最近在解決wifi的一些問題,故研究下wifi源碼。
該源碼是基于Android4.3,其他版本略有改動,大致流程一樣。
這篇主要說一下wifi的啟動流程。
WifiManager
先從wifi的開啟來看,WifiManager中提供了接口用來控制wifi開關,setWifiEnabled,參數true表示開啟、false表示關閉。
public boolean setWifiEnabled(boolean enabled) {
try {
return mService.setWifiEnabled(enabled);
} catch (RemoteException e) {
return false;
}
}
該方法調用到WifiService中的setWifiEnabled。
WifiService
public synchronized boolean setWifiEnabled(boolean enable) {
enforceChangePermission();
Slog.d(TAG, "setWifiEnabled: " + enable + " pid=" + Binder.getCallingPid()
+ ", uid=" + Binder.getCallingUid());
if (DBG) {
Slog.e(TAG, "Invoking mWifiStateMachine.setWifiEnabled\n");
}
/*
* Caller might not have WRITE_SECURE_SETTINGS,
* only CHANGE_WIFI_STATE is enforced
*/
long ident = Binder.clearCallingIdentity();
try {
if (! mSettingsStore.handleWifiToggled(enable)) {
// Nothing to do if wifi cannot be toggled
return true;
}
} finally {
Binder.restoreCallingIdentity(ident);
}
mWifiController.sendMessage(CMD_WIFI_TOGGLED);
return true;
}
enforceChangePermission 判斷調用的進程是否有權限。想要開關wifi需要CHANGE_WIFI_STATE 權限。

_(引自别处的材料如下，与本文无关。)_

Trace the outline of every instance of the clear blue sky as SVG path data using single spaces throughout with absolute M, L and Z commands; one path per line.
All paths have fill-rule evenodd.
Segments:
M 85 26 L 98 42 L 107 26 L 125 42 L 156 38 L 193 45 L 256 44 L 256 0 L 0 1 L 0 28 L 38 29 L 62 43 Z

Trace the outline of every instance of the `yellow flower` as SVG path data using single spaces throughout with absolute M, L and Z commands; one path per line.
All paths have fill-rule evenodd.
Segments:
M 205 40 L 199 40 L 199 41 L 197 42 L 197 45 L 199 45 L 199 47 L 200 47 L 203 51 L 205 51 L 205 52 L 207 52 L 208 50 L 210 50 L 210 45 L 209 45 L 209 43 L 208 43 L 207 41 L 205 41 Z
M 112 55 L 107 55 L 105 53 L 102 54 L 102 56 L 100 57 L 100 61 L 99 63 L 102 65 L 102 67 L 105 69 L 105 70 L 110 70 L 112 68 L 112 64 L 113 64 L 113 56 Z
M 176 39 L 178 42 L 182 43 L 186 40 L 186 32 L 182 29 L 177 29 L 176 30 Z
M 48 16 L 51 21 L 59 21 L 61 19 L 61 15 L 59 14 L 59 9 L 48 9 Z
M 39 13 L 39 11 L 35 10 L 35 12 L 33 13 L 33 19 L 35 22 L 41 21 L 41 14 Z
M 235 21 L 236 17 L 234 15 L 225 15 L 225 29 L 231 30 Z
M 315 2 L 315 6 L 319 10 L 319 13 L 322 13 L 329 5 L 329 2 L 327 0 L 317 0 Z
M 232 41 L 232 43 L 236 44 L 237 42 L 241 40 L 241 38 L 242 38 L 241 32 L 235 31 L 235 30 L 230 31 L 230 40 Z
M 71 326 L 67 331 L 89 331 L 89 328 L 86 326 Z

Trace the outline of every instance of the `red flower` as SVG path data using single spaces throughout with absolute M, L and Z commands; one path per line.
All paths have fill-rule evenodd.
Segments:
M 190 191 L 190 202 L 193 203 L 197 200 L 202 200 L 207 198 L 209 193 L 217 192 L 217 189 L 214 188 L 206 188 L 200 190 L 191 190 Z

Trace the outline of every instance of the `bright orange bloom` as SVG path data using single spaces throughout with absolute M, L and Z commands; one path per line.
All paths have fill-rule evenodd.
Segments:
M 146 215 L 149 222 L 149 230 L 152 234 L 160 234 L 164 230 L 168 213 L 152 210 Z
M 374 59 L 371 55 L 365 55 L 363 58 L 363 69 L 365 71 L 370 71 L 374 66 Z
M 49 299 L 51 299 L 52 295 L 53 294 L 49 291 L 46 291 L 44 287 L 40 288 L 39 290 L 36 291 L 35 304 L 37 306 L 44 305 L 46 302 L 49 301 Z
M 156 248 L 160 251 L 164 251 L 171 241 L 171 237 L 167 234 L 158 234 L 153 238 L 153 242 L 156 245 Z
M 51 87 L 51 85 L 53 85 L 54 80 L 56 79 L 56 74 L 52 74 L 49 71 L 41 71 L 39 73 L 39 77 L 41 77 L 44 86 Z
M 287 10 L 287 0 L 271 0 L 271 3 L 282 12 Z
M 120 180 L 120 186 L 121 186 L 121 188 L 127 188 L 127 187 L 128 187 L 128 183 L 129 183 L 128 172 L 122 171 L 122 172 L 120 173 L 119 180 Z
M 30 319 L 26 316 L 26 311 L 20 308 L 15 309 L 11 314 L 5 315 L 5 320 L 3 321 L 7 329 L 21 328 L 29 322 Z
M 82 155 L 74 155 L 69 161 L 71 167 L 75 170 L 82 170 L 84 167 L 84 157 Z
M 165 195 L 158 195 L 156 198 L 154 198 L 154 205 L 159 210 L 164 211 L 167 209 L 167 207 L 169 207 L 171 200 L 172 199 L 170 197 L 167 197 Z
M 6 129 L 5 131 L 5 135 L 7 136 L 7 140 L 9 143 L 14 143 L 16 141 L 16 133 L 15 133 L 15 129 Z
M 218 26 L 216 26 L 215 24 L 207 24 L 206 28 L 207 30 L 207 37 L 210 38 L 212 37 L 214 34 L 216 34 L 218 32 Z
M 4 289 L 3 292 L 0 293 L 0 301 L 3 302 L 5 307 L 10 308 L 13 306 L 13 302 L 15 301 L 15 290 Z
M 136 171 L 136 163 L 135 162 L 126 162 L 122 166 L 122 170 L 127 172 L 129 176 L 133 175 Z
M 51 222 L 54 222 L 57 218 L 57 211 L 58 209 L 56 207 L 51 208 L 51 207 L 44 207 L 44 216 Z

handleWifiToggled 判斷飛行模式、保存wifi 操作的狀態。
向WifiController發送消息。CMD_WIFI_TOGGLED
WifiController
WifiController在WIfiService的構造函數中初始化、并開始運行。

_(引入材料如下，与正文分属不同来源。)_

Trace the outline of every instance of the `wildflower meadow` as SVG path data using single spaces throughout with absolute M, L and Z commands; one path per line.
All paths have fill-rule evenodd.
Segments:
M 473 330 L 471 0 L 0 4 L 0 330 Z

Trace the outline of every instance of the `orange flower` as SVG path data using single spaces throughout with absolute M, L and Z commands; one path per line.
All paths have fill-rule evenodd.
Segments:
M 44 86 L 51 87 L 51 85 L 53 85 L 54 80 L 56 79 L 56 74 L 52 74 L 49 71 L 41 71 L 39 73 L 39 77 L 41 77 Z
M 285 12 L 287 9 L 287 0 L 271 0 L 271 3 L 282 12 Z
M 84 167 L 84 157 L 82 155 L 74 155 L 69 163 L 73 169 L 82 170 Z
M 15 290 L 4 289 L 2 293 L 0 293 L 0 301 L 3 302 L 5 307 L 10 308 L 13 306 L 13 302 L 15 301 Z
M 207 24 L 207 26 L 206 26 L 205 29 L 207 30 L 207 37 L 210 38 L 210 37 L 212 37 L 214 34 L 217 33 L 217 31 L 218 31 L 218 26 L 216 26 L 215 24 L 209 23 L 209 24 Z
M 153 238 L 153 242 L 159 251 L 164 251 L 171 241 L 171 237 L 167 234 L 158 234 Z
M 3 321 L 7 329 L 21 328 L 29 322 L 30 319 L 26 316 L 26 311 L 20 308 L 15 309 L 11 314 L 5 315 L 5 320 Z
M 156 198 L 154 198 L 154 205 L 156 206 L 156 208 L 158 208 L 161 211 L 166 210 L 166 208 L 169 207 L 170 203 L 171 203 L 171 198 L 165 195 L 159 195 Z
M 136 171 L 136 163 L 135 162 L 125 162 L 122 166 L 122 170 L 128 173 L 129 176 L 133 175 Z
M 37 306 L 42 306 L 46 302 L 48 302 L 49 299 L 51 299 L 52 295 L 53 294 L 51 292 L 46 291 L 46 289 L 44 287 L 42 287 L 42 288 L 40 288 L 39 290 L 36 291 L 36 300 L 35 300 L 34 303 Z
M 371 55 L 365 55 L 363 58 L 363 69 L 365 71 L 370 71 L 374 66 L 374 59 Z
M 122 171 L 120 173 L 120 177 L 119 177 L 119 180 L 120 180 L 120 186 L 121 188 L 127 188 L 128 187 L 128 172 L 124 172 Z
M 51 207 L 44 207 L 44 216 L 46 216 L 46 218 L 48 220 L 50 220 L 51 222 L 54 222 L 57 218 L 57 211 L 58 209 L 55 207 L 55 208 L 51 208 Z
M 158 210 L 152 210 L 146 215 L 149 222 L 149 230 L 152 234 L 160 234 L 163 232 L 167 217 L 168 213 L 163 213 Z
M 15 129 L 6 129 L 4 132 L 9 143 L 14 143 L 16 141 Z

WifiController繼承了StateMachine,是一個狀態機。其構造函數如下
WifiController(Context context, WifiService service, Looper looper) {
super(TAG, looper);
//....
addState(mDefaultState);
addState(mApStaDisabledState, mDefaultState);
addState(mStaEnabledState, mDefaultState);
addState(mDeviceActiveState, mStaEnabledState);
addState(mDeviceInactiveState, mStaEnabledState);
addState(mScanOnlyLockHeldState, mDeviceInactiveState);
addState(mFullLockHeldState, mDeviceInactiveState);
addState(mFullHighPerfLockHeldState, mDeviceInactiveState);
addState(mNoLockHeldState, mDeviceInactiveState);
addState(mStaDisabledWithScanState, mDefaultState);
addState(mApEnabledState, mDefaultState);
addState(mEcmState, mDefaultState);
if (mSettingsStore.isScanAlwaysAvailable()) {
setInitialState(mApStaDisabledState);
} else {
setInitialState(mApStaDisabledState);
}
}
上述函數中addState的格式,可以看出各狀態之間的關系。
然后通過wifi是否可以一直掃描(isScanAlwaysAvailable)設置狀態機初始狀態。

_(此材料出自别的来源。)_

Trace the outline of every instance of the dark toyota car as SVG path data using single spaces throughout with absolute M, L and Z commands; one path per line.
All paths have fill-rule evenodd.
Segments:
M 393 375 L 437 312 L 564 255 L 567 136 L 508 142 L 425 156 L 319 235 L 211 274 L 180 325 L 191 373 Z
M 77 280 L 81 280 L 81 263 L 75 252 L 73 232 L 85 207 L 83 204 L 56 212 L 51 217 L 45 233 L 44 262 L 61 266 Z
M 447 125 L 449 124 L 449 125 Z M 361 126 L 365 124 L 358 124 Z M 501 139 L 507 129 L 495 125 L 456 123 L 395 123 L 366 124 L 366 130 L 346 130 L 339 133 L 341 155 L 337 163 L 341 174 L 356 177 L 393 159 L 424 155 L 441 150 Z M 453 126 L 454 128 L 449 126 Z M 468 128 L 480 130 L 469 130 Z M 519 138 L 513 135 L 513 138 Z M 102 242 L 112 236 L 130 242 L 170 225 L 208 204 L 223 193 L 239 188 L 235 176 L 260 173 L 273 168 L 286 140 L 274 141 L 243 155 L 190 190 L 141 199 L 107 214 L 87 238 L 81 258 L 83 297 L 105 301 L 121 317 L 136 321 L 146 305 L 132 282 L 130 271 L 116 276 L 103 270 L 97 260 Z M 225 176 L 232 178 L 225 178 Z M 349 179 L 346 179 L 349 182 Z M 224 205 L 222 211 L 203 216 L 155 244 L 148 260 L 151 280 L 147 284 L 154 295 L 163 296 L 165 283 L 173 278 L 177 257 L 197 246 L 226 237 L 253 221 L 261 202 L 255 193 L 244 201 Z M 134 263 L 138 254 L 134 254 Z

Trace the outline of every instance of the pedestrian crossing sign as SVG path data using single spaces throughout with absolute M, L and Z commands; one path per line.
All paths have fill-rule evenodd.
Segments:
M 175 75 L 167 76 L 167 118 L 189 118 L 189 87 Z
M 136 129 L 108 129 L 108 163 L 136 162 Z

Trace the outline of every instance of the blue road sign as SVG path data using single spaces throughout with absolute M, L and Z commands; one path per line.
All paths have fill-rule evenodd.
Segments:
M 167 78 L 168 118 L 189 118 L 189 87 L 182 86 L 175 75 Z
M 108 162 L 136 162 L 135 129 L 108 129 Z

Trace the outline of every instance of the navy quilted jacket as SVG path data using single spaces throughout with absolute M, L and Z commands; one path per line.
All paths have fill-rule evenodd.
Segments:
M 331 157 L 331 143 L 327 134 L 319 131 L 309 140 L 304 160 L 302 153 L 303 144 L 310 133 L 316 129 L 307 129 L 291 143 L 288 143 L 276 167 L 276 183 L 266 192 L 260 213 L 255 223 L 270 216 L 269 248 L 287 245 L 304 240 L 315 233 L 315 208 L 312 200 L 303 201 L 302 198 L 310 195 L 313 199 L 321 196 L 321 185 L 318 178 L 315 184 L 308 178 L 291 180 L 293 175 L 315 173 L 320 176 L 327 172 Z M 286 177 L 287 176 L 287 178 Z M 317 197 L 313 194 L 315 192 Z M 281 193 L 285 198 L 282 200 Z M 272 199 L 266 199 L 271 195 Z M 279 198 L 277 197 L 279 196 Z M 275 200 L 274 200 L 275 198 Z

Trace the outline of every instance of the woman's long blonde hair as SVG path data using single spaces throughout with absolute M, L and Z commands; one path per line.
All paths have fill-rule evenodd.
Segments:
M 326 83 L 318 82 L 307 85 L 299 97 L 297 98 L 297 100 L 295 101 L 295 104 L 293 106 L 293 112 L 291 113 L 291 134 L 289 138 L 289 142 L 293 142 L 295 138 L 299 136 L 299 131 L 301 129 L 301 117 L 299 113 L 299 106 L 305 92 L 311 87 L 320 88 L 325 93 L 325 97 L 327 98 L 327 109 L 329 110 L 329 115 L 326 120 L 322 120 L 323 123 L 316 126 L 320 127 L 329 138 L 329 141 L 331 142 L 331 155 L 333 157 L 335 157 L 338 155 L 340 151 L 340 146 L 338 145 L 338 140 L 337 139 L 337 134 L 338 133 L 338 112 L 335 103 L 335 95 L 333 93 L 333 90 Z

ApStaDisabledState和StaDisabledWithScanState兩種狀態處理CMD_WIFI_TOGGLED消息時一樣的。
看看ApStaDisabledState是如何處理的。
class ApStaDisabledState extends State {
private int mDeferredEnableSerialNumber = 0;
private boolean mHaveDeferredEnable = false;
private long mDisabledTimestamp;
@Override
public void enter() {
mWifiStateMachine.setSupplicantRunning(false);
// Supplicant can't restart right away, so not the time we switched off
mDisabledTimestamp = SystemClock.elapsedRealtime();
mDeferredEnableSerialNumber++;
mHaveDeferredEnable = false;
}
@Override
public boolean processMessage(Message msg) {
switch (msg.what) {
case CMD_WIFI_TOGGLED:
case CMD_AIRPLANE_TOGGLED:
if (mSettingsStore.isWifiToggleEnabled()) {
if (doDeferEnable(msg)) {
if (mHaveDeferredEnable) {
// have 2 toggles now, inc serial number an ignore both
mDeferredEnableSerialNumber++;
}
mHaveDeferredEnable = !mHaveDeferredEnable;
break;
}
if (mDeviceIdle == false) {
transitionTo(mDeviceActiveState);
} else {
checkLocksAndTransitionWhenDeviceIdle();
}
}
break;
//。。。。。
}
return HANDLED;
}
private boolean doDeferEnable(Message msg) {
long delaySoFar = SystemClock.elapsedRealtime() - mDisabledTimestamp;
if (delaySoFar >= mReEnableDelayMillis) {
return false;
}
log("WifiController msg " + msg + " deferred for " +
(mReEnableDelayMillis - delaySoFar) + "ms");
// need to defer this action.
Message deferredMsg = obtainMessage(CMD_DEFERRED_TOGGLE);
deferredMsg.obj = Message.obtain(msg);
deferredMsg.arg1 = ++mDeferredEnableSerialNumber;
sendMessageDelayed(deferredMsg, mReEnableDelayMillis - delaySoFar + DEFER_MARGIN_MS);
return true;
}
}
mSettingsStore.isWifiToggleEnabled()用來獲取保存的wifi操作的狀態,如果是開則繼續。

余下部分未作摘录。